Dr. Houri Berberian, Meghrouni Family Presidential Chair in Armenian Studies at UC Irvine, who has written about Armenian involvement in Iran’s Constitutional Revolution, talks about everything from life in Lebanon during the Civil War to undergraduate studies at UC Berkeley where she came to appreciate the connectedness of the peoples and issues of the greater Middle East and the Armenian role in regional processes.

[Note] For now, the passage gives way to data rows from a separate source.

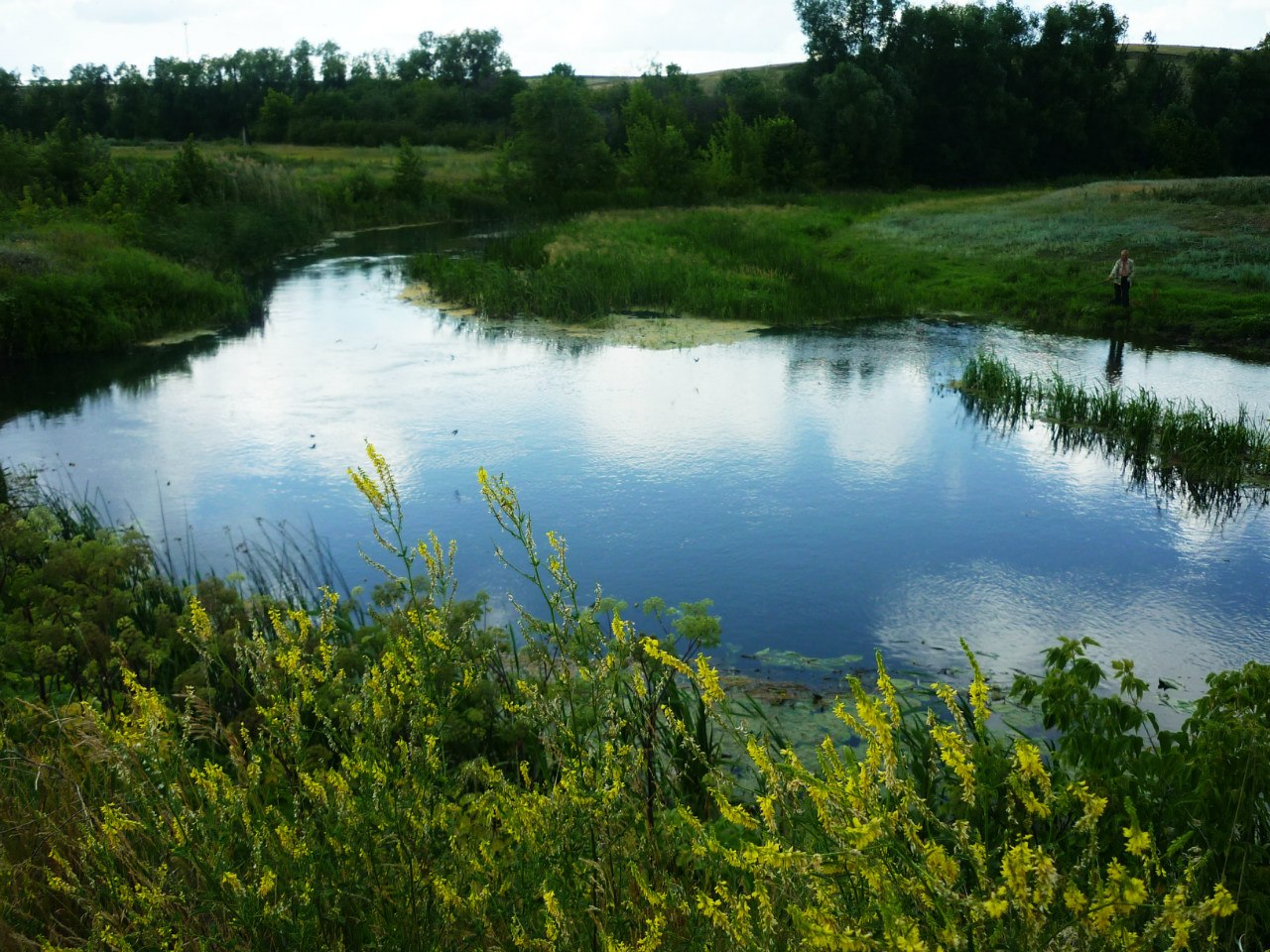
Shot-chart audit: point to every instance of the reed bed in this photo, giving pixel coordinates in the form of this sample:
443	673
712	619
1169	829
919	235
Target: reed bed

“The people, the graduate students, the young scholars who are doing Armenian History now are doing it very differently. They are doing it within regional and global contexts, and are looking at connections, and transnationalism, and gender and sexuality – things that no Armenian scholars have touched until now, and that’s very important.” said Dr. Berberian to USC Institute of Armenian Studies Director, Salpi Ghazarian. “Armenian studies is about 50 years behind in these things and we have a lot of catching up to do.”

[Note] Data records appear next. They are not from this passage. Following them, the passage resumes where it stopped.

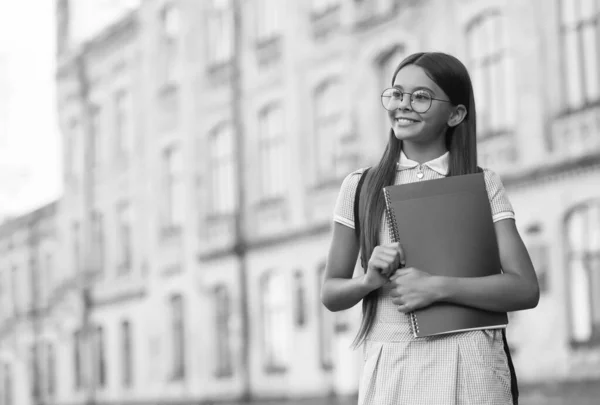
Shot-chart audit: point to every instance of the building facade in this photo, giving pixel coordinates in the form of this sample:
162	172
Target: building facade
205	143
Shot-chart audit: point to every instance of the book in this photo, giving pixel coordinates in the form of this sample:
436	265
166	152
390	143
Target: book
445	227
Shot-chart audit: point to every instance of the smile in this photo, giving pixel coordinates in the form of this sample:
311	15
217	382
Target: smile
405	121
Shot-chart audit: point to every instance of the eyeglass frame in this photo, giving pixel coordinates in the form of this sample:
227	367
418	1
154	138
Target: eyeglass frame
411	94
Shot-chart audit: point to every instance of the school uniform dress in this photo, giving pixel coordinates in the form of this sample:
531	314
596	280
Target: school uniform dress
468	368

Dr. Sebouh Aslanian talks discusses the Armenian merchants from Iran’s New Julfa region who operated simultaneously and successfully across all the major empires of the 17th and18th centuries. These merchants were the original transnational, global Armenians, and their legacy is visible throughout South and East Asia in the form of churches and cultural monuments. Their philanthropy bankrolled Armenian printing capacity in Venice, Amsterdam, Livorno, Madras, Calcutta, Lvov and New Julfa.
Dr. Christina Maranci, Professor of Armenian Art at Tufts University, is the author of a chapter in the Armenia! exhibit catalogue on Armenian art, religion, and trade in the Middle Ages. She talks about her research that places art, architecture, and the material objects of Armenia and Armenians within a critical and historical context. UCLA’s Dr. Shant Shekherdimian discusses about Armenia’s and Karabakh’s health care systems and the Diaspora’s role. Dr. Katy Pearce, a professor of communications at the University of Washington, talks about Armenia, Azerbaijan, social media, and the study of societal transformation. Dr. Georgi Derluguian of NYU Abu Dhabi, discusses ‘normal’ life in the Soviet Union, Armenia’s post-Soviet evolution, revolution, and the “New Armenia.”
In The Quake, the Institute’s Chitjian Research Archivist Gegham Mughnetsyan explores the very personal and public history of the powerful Spitak earthquake that devastated the northern region of Armenia and his hometown Gyumri on December 7, 1988. He delves into the challenges that complicated the region’s recovery process and that buried the future and promise of an entire generation.